Krank sein wird noch teurer

GESUNDHEIT Der Kostendruck in den Krankenversicherungen nimmt durch die Krise zu. Die Versicherten werden künftig mehr selbst bezahlen müssen

BERLIN taz | Wer die jüngsten Meldungen über das Gesundheitssystem liest, könnte meinen, die Krise ginge an Kassen, Kliniken, Ärzten und Unternehmen nahezu spurlos vorbei. Zu Beginn der vergangenen Woche verkündeten die gesetzlichen Krankenkassen einen Milliardenüberschuss für das erste Halbjahr, und die niedergelassenen Ärzte können sich in der stärksten Rezession seit Gründung der Bundesrepublik über Honorarsteigerungen freuen. Ist das mal gescholtene, mal hoch gelobte deutsche Gesundheitssystem also sicher vor den Auswirkungen der Wirtschaftskrise? Nein. Es erweist sich zwar als erstaunlich robust, aber vielen Bürgern könnte das dicke Ende der Krise noch bevorstehen.

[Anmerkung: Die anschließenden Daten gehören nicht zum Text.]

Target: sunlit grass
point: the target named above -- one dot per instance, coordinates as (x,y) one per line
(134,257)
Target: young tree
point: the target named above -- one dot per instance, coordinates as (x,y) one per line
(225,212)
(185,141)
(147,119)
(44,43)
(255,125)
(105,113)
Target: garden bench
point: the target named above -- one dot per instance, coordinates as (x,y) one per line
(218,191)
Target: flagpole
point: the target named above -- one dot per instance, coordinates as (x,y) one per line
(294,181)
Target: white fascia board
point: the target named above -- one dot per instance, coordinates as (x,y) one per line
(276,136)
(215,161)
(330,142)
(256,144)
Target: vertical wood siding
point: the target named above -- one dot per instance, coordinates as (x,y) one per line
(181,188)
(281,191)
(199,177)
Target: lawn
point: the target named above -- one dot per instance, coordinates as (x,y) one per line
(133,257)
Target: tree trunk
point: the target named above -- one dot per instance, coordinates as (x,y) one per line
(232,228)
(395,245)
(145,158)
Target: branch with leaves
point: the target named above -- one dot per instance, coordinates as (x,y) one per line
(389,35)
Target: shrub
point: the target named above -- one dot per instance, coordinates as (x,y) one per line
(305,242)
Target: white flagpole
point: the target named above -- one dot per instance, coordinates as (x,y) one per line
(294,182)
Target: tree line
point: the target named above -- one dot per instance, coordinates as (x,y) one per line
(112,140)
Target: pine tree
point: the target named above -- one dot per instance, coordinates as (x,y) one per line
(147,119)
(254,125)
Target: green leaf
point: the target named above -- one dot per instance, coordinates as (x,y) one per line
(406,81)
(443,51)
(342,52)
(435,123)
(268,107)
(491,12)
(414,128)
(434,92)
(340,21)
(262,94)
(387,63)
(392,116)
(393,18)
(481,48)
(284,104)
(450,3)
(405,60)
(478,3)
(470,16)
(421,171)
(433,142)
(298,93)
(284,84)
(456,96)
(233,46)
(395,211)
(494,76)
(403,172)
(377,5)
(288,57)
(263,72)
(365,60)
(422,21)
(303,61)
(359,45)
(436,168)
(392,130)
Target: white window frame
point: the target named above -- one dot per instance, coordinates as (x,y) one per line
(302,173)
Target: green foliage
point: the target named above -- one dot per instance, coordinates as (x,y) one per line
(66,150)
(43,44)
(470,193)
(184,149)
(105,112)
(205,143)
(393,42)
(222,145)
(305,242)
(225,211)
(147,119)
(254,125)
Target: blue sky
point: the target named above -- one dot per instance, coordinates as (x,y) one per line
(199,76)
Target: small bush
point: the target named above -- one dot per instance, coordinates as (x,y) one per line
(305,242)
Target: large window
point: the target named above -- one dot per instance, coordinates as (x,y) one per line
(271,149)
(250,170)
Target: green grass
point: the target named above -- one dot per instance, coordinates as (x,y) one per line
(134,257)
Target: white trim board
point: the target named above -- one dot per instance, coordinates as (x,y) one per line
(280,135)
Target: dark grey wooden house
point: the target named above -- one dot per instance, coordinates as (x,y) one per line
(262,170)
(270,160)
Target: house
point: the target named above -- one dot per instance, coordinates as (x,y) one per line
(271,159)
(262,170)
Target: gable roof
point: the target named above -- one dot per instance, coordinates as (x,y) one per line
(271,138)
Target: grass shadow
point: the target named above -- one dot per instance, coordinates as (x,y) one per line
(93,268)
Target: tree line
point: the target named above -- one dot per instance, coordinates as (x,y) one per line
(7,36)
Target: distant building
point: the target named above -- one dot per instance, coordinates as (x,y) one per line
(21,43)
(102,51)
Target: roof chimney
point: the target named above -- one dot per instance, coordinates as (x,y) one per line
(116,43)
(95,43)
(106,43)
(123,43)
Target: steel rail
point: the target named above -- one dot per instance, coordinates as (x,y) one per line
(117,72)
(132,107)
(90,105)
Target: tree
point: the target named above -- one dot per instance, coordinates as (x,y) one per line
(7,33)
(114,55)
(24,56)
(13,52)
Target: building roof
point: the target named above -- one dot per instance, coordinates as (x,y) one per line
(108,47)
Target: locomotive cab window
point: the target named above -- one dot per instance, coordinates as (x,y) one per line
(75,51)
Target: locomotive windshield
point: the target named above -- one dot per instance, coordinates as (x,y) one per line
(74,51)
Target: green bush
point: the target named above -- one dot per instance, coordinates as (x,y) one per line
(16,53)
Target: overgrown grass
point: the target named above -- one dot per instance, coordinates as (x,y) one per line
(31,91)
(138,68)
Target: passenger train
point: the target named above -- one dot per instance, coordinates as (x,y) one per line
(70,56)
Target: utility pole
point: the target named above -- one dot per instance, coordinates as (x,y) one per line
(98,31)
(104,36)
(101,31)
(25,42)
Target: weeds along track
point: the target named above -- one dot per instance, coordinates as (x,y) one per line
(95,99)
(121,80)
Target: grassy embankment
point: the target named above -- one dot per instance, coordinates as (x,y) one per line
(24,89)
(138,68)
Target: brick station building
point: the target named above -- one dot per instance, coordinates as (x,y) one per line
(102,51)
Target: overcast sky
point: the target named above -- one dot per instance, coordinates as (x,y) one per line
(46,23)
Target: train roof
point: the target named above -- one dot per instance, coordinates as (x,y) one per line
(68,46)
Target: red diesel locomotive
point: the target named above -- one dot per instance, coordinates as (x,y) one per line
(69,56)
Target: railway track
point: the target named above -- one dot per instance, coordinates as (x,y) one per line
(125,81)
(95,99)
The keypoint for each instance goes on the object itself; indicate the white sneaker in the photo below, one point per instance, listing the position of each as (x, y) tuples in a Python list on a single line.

Das liegt an der Finanzierung des Systems. Das Geld für die gesundheitliche Versorgung der Menschen in Deutschland entstammt vor allem diesen drei Quellen: den Krankenkassenbeiträgen von Arbeitnehmern und Arbeitgebern sowie Steuerzuschüssen. Die Bundesagentur für Arbeit hofft zwar, dass die Arbeitslosenzahl dieses Jahr unter 4 Millionen bleiben wird – und damit niedriger, als von anderen Experten befürchtet. Trotzdem gilt: Wenn weniger Personen in die gesetzliche Krankenversicherung einzahlen, kann der zu Jahresbeginn installierte Gesundheitsfonds auch nur weniger ausschütten.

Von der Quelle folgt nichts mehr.